Maiden falls out of compliance with Nasdaq listing requirement ahead of Kestrel merger

Reuters
07 Apr
Maiden falls out of compliance with Nasdaq listing requirement ahead of Kestrel merger

By Isha Marathe

April 7 - (The Insurer) - Bermuda-based Maiden Holdings, which has a pending merger with Kestrel Group, has until September 29 to meet Nasdaq's minimum price bid requirement rule after its stock closed below $1.00 per share for 30 consecutive days.

To regain compliance, the closing bid price of Maiden’s shares must be at least $1.00 per share for a minimum of 10 consecutive business days during the compliance period. However, if the company cannot comply, Maiden may be eligible for an additional 180-day compliance period.
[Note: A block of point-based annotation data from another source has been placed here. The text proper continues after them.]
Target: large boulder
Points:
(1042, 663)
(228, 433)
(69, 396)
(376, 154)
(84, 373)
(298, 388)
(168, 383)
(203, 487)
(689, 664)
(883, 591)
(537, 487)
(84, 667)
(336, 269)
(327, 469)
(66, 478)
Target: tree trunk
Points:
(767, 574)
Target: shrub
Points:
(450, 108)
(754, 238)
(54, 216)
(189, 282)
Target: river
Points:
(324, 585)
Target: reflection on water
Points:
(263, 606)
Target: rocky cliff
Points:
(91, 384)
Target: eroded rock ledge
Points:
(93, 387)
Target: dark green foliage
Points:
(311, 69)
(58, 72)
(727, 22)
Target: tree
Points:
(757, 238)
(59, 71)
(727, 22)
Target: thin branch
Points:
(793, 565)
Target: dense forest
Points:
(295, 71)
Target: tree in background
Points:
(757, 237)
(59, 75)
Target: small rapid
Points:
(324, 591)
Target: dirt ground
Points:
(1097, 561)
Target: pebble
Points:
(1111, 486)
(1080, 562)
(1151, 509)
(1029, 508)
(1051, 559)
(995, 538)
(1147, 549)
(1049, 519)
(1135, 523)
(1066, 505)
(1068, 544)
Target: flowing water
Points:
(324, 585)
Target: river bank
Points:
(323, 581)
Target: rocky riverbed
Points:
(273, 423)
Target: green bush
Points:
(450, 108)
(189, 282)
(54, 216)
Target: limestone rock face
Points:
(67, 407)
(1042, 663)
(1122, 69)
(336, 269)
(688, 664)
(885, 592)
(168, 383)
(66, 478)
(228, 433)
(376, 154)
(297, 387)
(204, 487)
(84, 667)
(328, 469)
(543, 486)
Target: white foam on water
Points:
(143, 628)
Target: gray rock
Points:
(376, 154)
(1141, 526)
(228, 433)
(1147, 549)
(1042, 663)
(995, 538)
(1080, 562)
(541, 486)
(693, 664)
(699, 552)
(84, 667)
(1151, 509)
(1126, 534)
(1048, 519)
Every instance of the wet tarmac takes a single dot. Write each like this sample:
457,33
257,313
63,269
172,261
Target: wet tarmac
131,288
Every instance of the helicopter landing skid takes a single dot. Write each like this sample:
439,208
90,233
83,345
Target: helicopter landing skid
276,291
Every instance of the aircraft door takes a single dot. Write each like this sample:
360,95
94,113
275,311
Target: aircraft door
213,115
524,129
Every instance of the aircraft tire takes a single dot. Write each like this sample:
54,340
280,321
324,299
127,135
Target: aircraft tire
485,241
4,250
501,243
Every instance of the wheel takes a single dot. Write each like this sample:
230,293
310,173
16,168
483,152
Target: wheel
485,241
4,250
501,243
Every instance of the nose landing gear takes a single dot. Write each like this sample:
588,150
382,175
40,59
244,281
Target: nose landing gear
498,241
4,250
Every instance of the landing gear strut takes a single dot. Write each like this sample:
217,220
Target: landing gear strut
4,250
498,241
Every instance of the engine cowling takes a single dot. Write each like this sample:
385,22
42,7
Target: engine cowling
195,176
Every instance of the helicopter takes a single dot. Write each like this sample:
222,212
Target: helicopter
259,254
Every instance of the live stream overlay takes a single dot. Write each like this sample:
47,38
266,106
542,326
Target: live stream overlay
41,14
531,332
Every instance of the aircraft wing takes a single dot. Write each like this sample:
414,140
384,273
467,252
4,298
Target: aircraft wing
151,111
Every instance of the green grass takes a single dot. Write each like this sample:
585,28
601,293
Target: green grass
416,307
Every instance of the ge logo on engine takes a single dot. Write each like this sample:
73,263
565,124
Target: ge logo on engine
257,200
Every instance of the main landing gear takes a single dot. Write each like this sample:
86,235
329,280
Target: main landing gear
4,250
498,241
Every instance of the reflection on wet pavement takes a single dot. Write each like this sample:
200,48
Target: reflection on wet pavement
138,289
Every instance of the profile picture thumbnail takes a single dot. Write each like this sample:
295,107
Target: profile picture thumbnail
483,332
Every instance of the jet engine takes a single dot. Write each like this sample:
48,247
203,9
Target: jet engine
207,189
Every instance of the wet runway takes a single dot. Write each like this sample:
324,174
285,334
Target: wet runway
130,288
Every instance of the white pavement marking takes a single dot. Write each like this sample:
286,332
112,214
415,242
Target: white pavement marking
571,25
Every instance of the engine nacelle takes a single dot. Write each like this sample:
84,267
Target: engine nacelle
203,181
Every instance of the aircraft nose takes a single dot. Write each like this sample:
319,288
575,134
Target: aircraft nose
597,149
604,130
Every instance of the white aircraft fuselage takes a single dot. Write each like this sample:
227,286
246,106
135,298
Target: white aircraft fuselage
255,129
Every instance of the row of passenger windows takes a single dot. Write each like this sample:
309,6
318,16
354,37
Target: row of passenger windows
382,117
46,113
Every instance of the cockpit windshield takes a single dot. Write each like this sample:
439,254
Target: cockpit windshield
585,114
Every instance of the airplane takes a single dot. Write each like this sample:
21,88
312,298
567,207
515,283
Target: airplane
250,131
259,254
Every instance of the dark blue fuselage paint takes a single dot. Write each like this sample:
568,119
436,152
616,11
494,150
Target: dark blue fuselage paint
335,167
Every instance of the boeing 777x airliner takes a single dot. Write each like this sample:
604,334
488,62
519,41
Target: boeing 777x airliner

On December 29, 2024, Maiden entered into a combination agreement with Kestrel to form a new publicly listed specialty program group. The parties said at the time that the deal was expected to close in the first half of this year.

Under the terms of the agreement, each issued and outstanding common share of Maiden would be converted into the right to receive one common share in a newly formed Bermuda company that will acquire both Maiden and Kestrel.

The transaction valued Kestrel at up to $167.5 million, comprising upfront cash of $40 million, 55 million common shares of the combined company valued at $82.5 million, and an earn-out of up to $45 million payable in common shares of the combined company, Program Manager reported in December 2024.

Maiden and Kestrel will become wholly owned subsidiaries of the new Bermuda company, which will be renamed Kestrel Group Ltd following the closing of the transactions, Maiden said in a regulatory filing.

Once the transactions are completed, Maiden’s shares will be delisted from the Nasdaq and the Bermuda newco’s common shares are expected to be listed for trading.